Jawad pointed out the first action after initial criticism was to hold a town hall, at which substantial student input was collected. Currently, these collaborative efforts have led to the development of a task force, increased advocacy around local tenants’ unions reestablishment and plans for releasing a revised guide next September.
Sarkar highlighted the importance of responding to difficult or controversial issues with an open mind, especially in regard to significant events such as the #UMDivest resolution and CSG’s role in handling racist bias incidents.
“When particularly tense issues come to our plates, if we are reactive and we are incendiary toward them, that is exactly what everyone else who is watching us is going to do,” Sarkar said. “If we sit there quietly and listen actively without constructing rebuttals in our minds while someone else is speaking and we just say, ‘Ok, you’ve given me a lot to think about. I’m going to come back to you with a well-thought-out response, and then I’d love to hear your further thoughts on that.’ That sets the tone for how other people will interact.”
Among their most important initiatives, Sarkar and Jawad highlighted the Big Ten Voting Challenge and the Innovate competition. Sarkar explained these competitions not only increase campus involvement, but also bring attention to practicing the right to vote and upholding the student role on campus.
“To see people delegitimize the right to vote is heartbreaking because look at our history, look at how hard people have fought for that right,” Sarkar said. “With the platform that we had at our disposal this year, it was our jobs, not even just because we were president and vice president, but because we wouldn’t be able to vote as American citizens had other people not fought hard for our right to do that. To honor that legacy of our history, we had to elevate the importance of this.”
She said she regards the Innovate competition as a successful initiative and an opportunity for students to present their ideas to better the University. She expressed her hope that the event continues in the future.
“When someone invests in your ideas, that is a show of trust and (a) mutually beneficial partnership between your public representative office and your constituency,” Sarkar said. “It’s one thing for us to say, ‘We’ll make a social media post about your project.’ It’s another thing for us to give you $10,000 to make it work. That’s a demonstration of our belief in our students.”
When asked about the future of CSG and these past elections, both Sarkar and Jawad expressed pride in all of the candidates who ran and emphasized that this is not the end of their role on campus. Despite the fact that neither Sarkar nor Jawad publicly endorsed MVision as their first option, both were optimistic for the future.
“CSG is powerful because it has a massive budget and it has a platform that almost no other organization here has. So yes, its beneficial to have that at your disposal to do work. But it’s just a vehicle for work,” Sarkar said. “There are a hundred thousand other ways to get things done here. Activist groups have been doing it forever; student organizations have been doing it forever; individual students have been doing it forever.”

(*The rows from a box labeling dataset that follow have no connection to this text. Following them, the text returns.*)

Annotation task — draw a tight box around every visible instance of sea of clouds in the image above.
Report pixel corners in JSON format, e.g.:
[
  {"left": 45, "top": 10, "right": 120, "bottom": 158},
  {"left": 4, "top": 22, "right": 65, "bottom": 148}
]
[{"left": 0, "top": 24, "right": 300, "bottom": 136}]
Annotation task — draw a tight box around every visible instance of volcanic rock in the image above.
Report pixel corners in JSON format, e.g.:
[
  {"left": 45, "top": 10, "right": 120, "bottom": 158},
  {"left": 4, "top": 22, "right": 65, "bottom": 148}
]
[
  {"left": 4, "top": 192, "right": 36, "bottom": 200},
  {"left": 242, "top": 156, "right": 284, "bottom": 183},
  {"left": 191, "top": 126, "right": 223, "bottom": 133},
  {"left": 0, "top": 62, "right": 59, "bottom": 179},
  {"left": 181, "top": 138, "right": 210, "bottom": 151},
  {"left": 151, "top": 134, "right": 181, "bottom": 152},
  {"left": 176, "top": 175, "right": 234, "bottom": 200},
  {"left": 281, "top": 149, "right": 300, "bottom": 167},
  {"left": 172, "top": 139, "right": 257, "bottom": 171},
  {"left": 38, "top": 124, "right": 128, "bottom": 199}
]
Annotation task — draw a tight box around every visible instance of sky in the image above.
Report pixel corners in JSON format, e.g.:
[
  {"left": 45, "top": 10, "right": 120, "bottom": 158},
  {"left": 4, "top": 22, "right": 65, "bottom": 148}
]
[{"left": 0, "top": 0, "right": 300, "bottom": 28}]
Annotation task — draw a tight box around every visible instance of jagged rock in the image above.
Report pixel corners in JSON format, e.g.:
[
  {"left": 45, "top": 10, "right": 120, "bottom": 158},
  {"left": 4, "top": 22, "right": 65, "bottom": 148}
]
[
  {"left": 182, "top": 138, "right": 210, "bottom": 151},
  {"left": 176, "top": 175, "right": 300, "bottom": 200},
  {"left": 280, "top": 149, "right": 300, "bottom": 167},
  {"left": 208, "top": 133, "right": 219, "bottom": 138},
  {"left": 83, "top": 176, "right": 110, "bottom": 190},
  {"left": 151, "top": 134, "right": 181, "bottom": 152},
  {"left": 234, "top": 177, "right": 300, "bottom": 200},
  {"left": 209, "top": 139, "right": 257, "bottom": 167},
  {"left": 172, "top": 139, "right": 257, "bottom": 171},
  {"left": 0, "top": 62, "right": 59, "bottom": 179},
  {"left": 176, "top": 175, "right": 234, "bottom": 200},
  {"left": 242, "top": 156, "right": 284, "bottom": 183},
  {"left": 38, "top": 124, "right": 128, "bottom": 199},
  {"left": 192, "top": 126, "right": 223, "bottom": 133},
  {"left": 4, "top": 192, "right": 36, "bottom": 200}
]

Jointly, Jawad and Sarkar diversified the leadership in their respective CSG executive seats and found the most meaningful aspect to their work was the ability to elevate otherwise silenced voices. This year’s assembly demographic report showed marked improvements in representation of race and SES.
“I’ve had a lot of young women, especially young women of color, come up to Nadine and myself and say, ‘We never would’ve thought that someone who looked like us could be president and vice president,’ and that gets me the most emotional,” Sarkar said. “I hope more people that would never have foreseen themselves in leadership roles here see themselves as the natural choice.”
Jawad similarly emphasized the importance of small steps for overarching impact in the University community.
“If even a certain percentage of students felt something that we did this year that helped them, I feel like that’s what I’m proud of,” Jawad said. “Recognizing the importance of even the smallest changes.”